The quarterly CSUF 2017 Economic Forecast predicts that Orange County may already be at full employment, while Los Angeles and San Bernardino Counties are approaching full employment.
The Woods Center for Economic Analysis and Forecasting reported that at the peak of the Great Recession in 2009, California unemployment was a near-national-high of 12.2 percent, versus a national peak of 10 percent in 2010. But over the last five years, the differential has narrowed dramatically, with California unemployment down to 5.2 percent versus the national level at 4.7 percent.
California still has pockets of rural depression-level unemployment, such as Colusa County at 22.8 percent in the north, and Imperial County at 18.4 in the south. The big, populous SoCal counties of Orange, Los Angeles and San Bernardino, however, have been expanding faster than the state and the nation.
The 2016 Orange County unemployment rate fell from 4.5 to 4 percent during the year, and shriveled to a decade-low 3.7 in February. The rate in neighboring Los Angeles County plunged last year from 6.7 percent to 5.2 percent, and unemployment in San Bernardino County fell from 6.6 to 5.9 percent.
The only California counties with lower unemployment than Orange County are Silicon Valley’s San Mateo, County at 2.8 percent; San Francisco and Marin counties at 3 percent; and Santa Clara County at 3.5 percent. Although tech leaders recently told Quartz that software automation will destroy middle class jobs, Breitbart News reported that it has been Silicon Valley’s tech jobs that have been cut over the last 24 months.
According to the Orange County Workforce Report, which is also produced by the Woods Center, the strongest employment growth since 2010 has occurred in the construction trades, which are up 51.9 percent after adding 35,300 jobs. The future continues to look bright with 12,000 building permits issued in 2016, up 1,000 over 2015 and the highest rate since 2000.
The Woods Center credits SoCal’s strong job growth to the strength of construction.
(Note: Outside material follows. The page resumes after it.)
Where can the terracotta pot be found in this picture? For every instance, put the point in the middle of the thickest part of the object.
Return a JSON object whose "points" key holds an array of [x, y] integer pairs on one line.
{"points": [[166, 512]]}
Orange County’s housing market has sizzled, with the median housing prices up 5.1 percent to crack $720,000 in March, according to CoreLogic.
The Orange County Register just ran an article that suggested local employment growth is starting to slow due to this year’s heavy rainfall. But most local employers Breitbart contacted blamed any hiring slow-down on the pool of qualified workers drying up.
Local recruiter websites, such as Indeed, report entry-level positions are very difficult to fill with responsible candidates in Orange County. Similar positions are also taking extended periods to fill in Los Angeles, but are still easy to fill in the Inland Empire’s Riverside and San Bernardino counties.
Woods expects that with Orange County unemployment rates at levels consistent with full employment, job growth will shrink to 2.1 percent this year and 1.9 percent in 2018. They expect that Inland Empire job growth, which was a healthy 3.5 rate in 2016, will spike up to 4.4 percent in 2017 and 4.8 percent in 2018.
Woods Center conducts a quarterly survey of 700 Southern California business leaders to gauge growth expectations for local companies and trends for the overall economy.